The advent and growth of veterinary compounding and the increasing role of the pharmacist in drug dispensing, including compounding, should be embraced by the veterinary profession. For selected patients, extemporaneous compounding of prescriptions is both necessary and beneficial for optimal treatment of veterinary patients. However, by its nature, compounding is individualized and fraught with risks of failure. Pet owners should be informed of the risks associated with using a compounded product and consent to therapy based on disclosure that the use of the product may be scientifically unproven. The AVMA's Council on Biologic and Therapeutic Agents has generated a position statement regarding the use of compounded products which offers sage advice. The position statement reminds veterinarians that, although compounded products may have an important role in the treatment of veterinary patients, compounding may alter the ability of the product to delivery drug and compounding should be reserved for those instances in which there is a legitimate need, and, unless there is no alternative, for which evidence of efficacy or safety exists when administered as the compounded preparation. As the pharmacy profession increases its efforts to define and assure its role in veterinary medicine, and as the regulatory agencies consider changes in the regulations which increase the flexibility of animal drug compounding, the veterinary profession must "step up to the plate", and implement actions that will protect the patient and the public.
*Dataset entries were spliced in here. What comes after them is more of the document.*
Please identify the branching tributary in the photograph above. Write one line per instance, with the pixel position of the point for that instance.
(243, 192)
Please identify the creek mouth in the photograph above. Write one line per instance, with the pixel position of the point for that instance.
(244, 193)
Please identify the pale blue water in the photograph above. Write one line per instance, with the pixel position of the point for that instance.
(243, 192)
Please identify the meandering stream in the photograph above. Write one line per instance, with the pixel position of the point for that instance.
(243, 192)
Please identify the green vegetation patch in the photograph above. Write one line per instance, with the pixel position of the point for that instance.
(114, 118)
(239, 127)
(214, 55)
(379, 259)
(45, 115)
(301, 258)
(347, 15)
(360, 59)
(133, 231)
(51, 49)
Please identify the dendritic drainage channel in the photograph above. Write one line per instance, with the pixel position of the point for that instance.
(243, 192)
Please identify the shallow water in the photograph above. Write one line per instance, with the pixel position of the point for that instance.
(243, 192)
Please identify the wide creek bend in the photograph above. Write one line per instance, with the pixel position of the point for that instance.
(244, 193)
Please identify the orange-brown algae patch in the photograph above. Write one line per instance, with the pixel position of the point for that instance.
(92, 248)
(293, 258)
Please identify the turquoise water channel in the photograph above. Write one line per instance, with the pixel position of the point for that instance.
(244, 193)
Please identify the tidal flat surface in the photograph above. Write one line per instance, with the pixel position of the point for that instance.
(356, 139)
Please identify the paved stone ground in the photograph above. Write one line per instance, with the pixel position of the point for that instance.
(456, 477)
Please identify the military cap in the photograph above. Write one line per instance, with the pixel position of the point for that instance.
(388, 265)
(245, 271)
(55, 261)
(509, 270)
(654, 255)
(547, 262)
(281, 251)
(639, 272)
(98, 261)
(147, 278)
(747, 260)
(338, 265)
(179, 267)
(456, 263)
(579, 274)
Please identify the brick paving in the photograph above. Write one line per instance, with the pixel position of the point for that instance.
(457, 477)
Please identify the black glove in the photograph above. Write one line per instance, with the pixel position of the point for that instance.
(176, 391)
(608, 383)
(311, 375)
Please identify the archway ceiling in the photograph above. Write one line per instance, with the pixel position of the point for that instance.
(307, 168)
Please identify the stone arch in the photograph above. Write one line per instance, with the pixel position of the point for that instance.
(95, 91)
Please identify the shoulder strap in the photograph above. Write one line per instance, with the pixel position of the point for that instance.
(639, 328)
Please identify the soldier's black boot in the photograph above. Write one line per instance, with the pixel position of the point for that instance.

Finally, although it is the responsibility of the pharmacist to assure the integrity of any finished drug product dispensed to a patient, as the pharmacists will point out when challenged for promoting a product whose scientific support is lacking, it indeed is the responsibility of the veterinarian to assure the safety and therapy of any prescribed therapeutic intervention, and failure to do otherwise places the patient and pet owner, as well as the veterinarian, at risk.

This manuscript represents a portion of the paper Boothe DM: Veterinary Compounding in SmallAnimals: A Clinical Pharmacologist's Perspective published in Veterinary Clinics of North America, In press, September 2006; and Drug-Induced Disease, Small Animal Clinical Pharmacology and Therapeutics, Boothe DM.